Emmanuel Martinez Jun 29, 2021

Top 5 Books on Value Investing

Top 5 Books on Value Investing 

These are my (Emmanuel Martinez, Hedge Fund Manager at Alphex Capital LP) Top 5 Books on Value Investing and a short description of each book. These books along with others shaped my investment philosophy and understanding of value investing and I highly recommend them to any individual who wants to be in the world of investing. 

1. The Intelligent Investor 

Length:                640 Pages (Long)

Rating:                 5 Stars

Investor Level:    Intermediate 

This is by far one of the best books on value-investing in the planet. The Intelligent Investor is one of my personal favorite books and it dives into the investing philosophy of Benjamin Graham, the father of value-investing. Benjamin Graham was one of Warren Buffet's mentors and Buffet says that this is "By far the best book on investing ever written". To me, this is the investing bible and is a must-read for anyone that wants to be succesful as a stock investor. Chapter 8 is probably the most impactful chapter as it dives into the emotional intelligence and psycological understading needed to be a succesful investor in the long-term. 

2. Common Stocks and Uncommon Profits

Length:                320 Pages (Short)

Rating:                 5 Stars

Investor Level:    Beginner/Intermediate

This is another of Warren Buffet's favorite books on investing as he says, "I am an eager reader of whatever Phill has to say, and I recommend him to you". Philip Fisher's investment philosophies, introduced almost forty years ago, are not only studied and applied by today's financiers and investors, but are also regarded by many as gospel. This book is invaluable reading and has been since it was first published in 1958. This is one of my favorite investment books as it tackles the fundamentals of investing but also really talks about the qualitative measures which are often overlooked in investing. He talks about what to look for in a business to make sure it is a good investment in the long-run. Great book and an easy-read.


3. Security Analysis

Length:                700 Pages (Long)

Rating:                 4.8 Stars

Investor Level:    Advanced 

Another Benjamin Graham and David L. Dodd book on value-investing. This book focuses more on the fundamentals of investing and finding bargains. Benjamin Graham, “the father of value investing,” and his philosophy has withstood the test of time across a wide diversity of market conditions, countries, and asset classes. This book dives into every publicly traded investment vehicle from all bonds to common stocks. Security Analysis really explains the philosophy of finding undervalued securities and although it was written over 50 years ago and uses many examples of that time, he philosophy behind it still stands true to this day.

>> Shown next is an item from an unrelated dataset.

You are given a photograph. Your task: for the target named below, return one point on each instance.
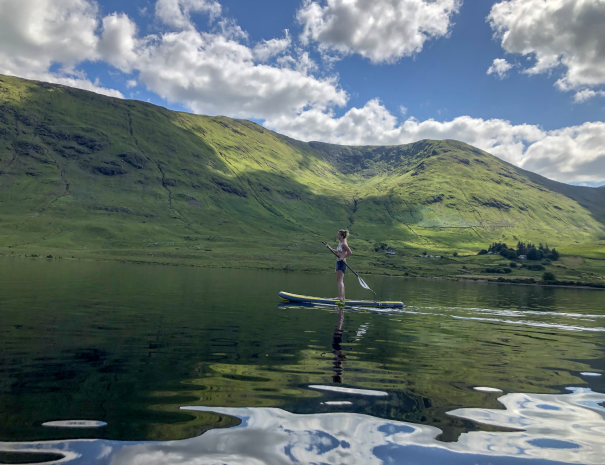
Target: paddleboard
(322, 300)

4. The Acquirer's Multiple - How the Billionaire Contrarians of Deep Value Beat the Market 

Length:                159 Pages (Short)

Rating:                 4.8 Stars

Investor Level:    Beginner/Intermediate 

The Acquirer’s Multiple: How the Billionaire Contrarians of Deep Value Beat the Market is a must-read exploration of deep value investment strategy, describing the evolution of the theories of valuation and shareholder activism from Graham to Icahn and beyond. I loved how this book goes over the contrarian view in investing and how regression to the mean affects earnings in stocks. This book also talks about Warren Buffet's early investment days and the strategies he used to kill the DOW. Lastly, this book will teach you how to find bargains using the acquirers multiple.

5. The Little Book of Common Sense Investing

Length:                304 Small Pages (Short)

Rating:                 5 Stars

Investor Level:    Beginner

Although this book is not solely about value-investing it is a great book that goes over many subjects in the stock-market world. The main investment strategy emohasized in this book is to invest in many diversified global low-cost index funds. The main points which impacted me from this book was the underperformance of active funds compared to the market, the psychological aspects of investing, and the history of bubbles and how they repeat themselves. Very easy and quick read and great book if you are just starting off your journey as an investor.